La réponse est non, tant s’en faut. Pour cela, il faut à notre tour faire un bond en arrière de deux minutes, et revenir sur l’onglet jouabilité. Si The Silent Age présente une mécanique de jeu bien particulière (le voyage dans le temps), elle est toutefois trop isolée, tout étant fait pour faciliter la progression du joueur : les rares objets disséminés dans les décors sont simples à trouver (leur hitbox étant gigantesque) ; il est impossible de combiner les items entre eux et ceux-ci disparaissent après une seule utilisation (allant parfois jusqu’à défier toute logique, exemple d’un Katana qui disparaît après avoir coupé une corde) ; et les puzzles, toujours emprunt de logique, se résolvent avec une facilité déconcertante, et tant pis pour notre sentiment d’accomplissement. C’est ce qu’on pourrait appeler un point&click couloir, tant The Silent Age se traverse en ligne droite, laissant sur leur faim les joueurs les plus aguerris, habitués aux énigmes retorses de sagas telles que Monkey Island ou Baphomet. Alors certes, sa simplicité extrême sied bien au support téléphone, mais sur PC la grille d’analyse n’est plus la même et les exigences s’en retrouvent, par conséquent, bien différentes.
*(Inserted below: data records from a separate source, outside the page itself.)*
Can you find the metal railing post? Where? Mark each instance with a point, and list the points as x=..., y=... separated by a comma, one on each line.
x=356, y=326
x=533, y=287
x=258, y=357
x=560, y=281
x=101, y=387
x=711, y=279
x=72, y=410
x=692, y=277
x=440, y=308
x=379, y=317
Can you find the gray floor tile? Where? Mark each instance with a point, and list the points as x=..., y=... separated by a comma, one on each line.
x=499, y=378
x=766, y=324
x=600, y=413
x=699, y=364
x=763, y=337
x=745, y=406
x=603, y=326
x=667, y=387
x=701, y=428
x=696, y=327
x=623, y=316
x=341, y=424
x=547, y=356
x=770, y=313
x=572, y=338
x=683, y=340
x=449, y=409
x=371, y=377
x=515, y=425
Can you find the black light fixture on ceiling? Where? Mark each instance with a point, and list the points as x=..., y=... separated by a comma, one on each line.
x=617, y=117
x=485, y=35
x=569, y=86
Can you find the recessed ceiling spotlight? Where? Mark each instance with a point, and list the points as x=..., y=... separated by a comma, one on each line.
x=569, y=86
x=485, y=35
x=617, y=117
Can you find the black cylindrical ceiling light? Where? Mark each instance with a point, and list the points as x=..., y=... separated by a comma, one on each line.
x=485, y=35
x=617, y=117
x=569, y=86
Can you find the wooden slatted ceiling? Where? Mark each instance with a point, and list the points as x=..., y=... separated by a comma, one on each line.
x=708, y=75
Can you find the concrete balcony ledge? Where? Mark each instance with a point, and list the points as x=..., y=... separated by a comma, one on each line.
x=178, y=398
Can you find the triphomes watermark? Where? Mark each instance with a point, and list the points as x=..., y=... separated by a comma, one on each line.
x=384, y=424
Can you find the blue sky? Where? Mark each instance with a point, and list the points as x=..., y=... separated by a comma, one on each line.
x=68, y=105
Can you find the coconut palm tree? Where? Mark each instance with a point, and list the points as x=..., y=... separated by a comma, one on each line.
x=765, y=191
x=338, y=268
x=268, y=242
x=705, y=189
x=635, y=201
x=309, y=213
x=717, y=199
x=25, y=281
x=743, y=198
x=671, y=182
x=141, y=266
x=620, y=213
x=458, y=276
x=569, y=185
Amateurs de challenge, passez votre chemin.

Notre avis final sur The Silent Age

Sympa mais… avec une histoire plus travaillée, une satyre plus profonde, ainsi qu’un gameplay mieux calibré, The Silent Age aurait pu devenir un hit incontournable notamment grâce à sa direction artistique poétique, véritable sucrerie pour la rétine. Mais voilà, sa facilité rebutera les joueurs les plus acharnés (pour mieux attirer un public plus casual), et sa narration, bien que plaisante, ne se suffit pas à elle-même.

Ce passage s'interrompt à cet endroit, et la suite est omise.